Following his graduation from high school, Le would enroll in a two-year engineering program at the University of Massachusetts in the summer of 1983: the program was part of a larger series of programs meant to help disadvantaged people who would later pursue four-year degrees. Le's academic advisor, Hao Ngo, noticed that he progressed far more slowly than most students enrolled in the program, and from 1985 onward, would begin to actively avoid Ngo. In January 1986, Le would formally withdraw from the university. During this time period, he would also work at various menial jobs in the hotel industry alongside relatives: the last one he had worked at prior to the killings was the Marriott in Long Wharf, where he had stayed the previous night and where Tri and Vo worked. Despite his low pay, he was able to take various trips to Salt Lake City, Ottawa, and New York City, where various relatives (including a brother in Ottawa) lived.

In May 1986, Le made two phone calls to the Boston Police Department and Federal Bureau of Investigation (FBI), informing them of an alleged plot by seven Libyan terrorists to assassinate then-U.S. President Ronald Reagan; Le offered to infiltrate the group on their behalf to foil it. The police and FBI complaints were both dismissed as preposterous, though not before being referred to the Secret Service. The Secret Service took the opportunity to question Le that month during a trip he had taken to Washington D.C. after he had committed a relatively minor offense, ultimately drawing similar conclusions and determining that there was no such threat to the President's life.

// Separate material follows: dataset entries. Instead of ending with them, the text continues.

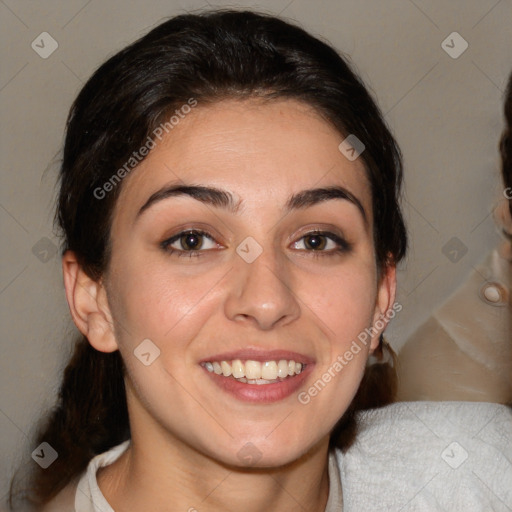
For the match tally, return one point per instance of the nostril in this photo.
(494, 293)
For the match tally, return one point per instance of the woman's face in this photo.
(254, 281)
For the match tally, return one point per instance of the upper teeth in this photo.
(252, 370)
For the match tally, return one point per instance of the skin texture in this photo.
(186, 431)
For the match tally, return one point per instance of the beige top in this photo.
(87, 496)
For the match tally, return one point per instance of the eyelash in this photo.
(343, 245)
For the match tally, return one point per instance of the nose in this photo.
(262, 292)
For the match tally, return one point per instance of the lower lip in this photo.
(261, 393)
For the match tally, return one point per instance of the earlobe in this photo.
(386, 293)
(88, 305)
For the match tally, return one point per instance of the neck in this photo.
(154, 474)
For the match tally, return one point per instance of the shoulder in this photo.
(64, 501)
(430, 456)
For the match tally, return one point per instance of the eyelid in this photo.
(342, 245)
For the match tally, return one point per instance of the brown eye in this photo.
(315, 242)
(323, 243)
(188, 243)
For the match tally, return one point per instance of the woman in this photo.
(229, 204)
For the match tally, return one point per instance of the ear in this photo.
(386, 292)
(87, 300)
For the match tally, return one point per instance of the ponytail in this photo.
(89, 418)
(378, 388)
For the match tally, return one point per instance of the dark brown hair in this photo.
(506, 143)
(208, 57)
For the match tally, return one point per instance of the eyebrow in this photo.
(222, 199)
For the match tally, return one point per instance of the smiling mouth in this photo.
(256, 372)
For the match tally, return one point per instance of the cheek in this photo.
(151, 300)
(343, 301)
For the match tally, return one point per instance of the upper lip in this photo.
(258, 354)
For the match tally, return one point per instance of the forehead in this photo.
(260, 151)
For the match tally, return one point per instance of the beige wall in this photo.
(446, 114)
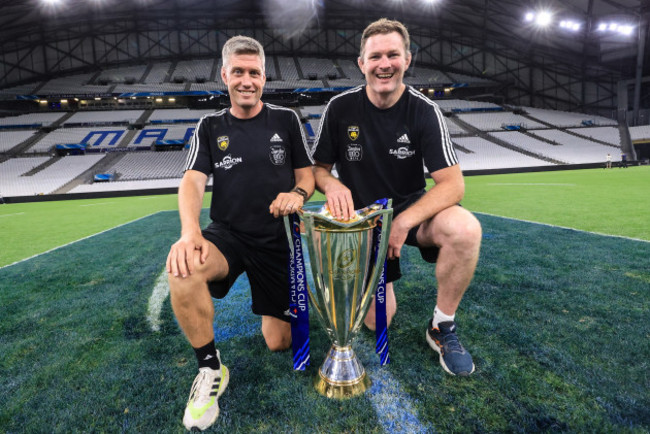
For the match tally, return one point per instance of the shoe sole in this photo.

None of these notes, however, were disclosed to the Massachusetts Department of Public Safety when he applied for a hunting rifle permit in June 1987, as he had never been charged with a crime: while Massachusetts law bans foreign nationals from owning handguns, it does allow for rifle ownership.

== Legacy ==
Following the killings, then-State Senator Bill Keating would introduce the Alien Gun Permit Bill on November 2, 1987. The bill aimed to require resident aliens (as legally defined) to provide photo identification for obtaining rifle permits, as well as requiring them to have resided in the United States for at least one year and in Massachusetts for at least 60 days prior to applying for one. The bill also shifted the responsibility of this procedure from the Massachusetts Department of Public Safety to local police forces, as well as tasking them to conduct international criminal records checks. Police chiefs were divided: while the Massachusetts Chiefs of Police Association endorsed the bill, it was opposed by officers such as Westwood chief Francis Abbate, who argued that many agencies did not have the necessary resources, especially as it came to checking non-English records. The Gun Owners Action League also opposed the bill, with executive director Michael Yacino viewing it as overly burdensome on foreign nationals and characterizing it as a "knee-jerk reaction" to the killings. In response to these criticisms, Keating accused critics of not living in areas with "large alien population[s]." While the bill passed the State Senate in June 1988, it ultimately died on the order paper; as late as 1994, Keating (who left the Senate in 1999 to become the District Attorney of Norfolk County) would continue to reintroduce the bill at the opening of a new session, though the law remains unchanged to this day.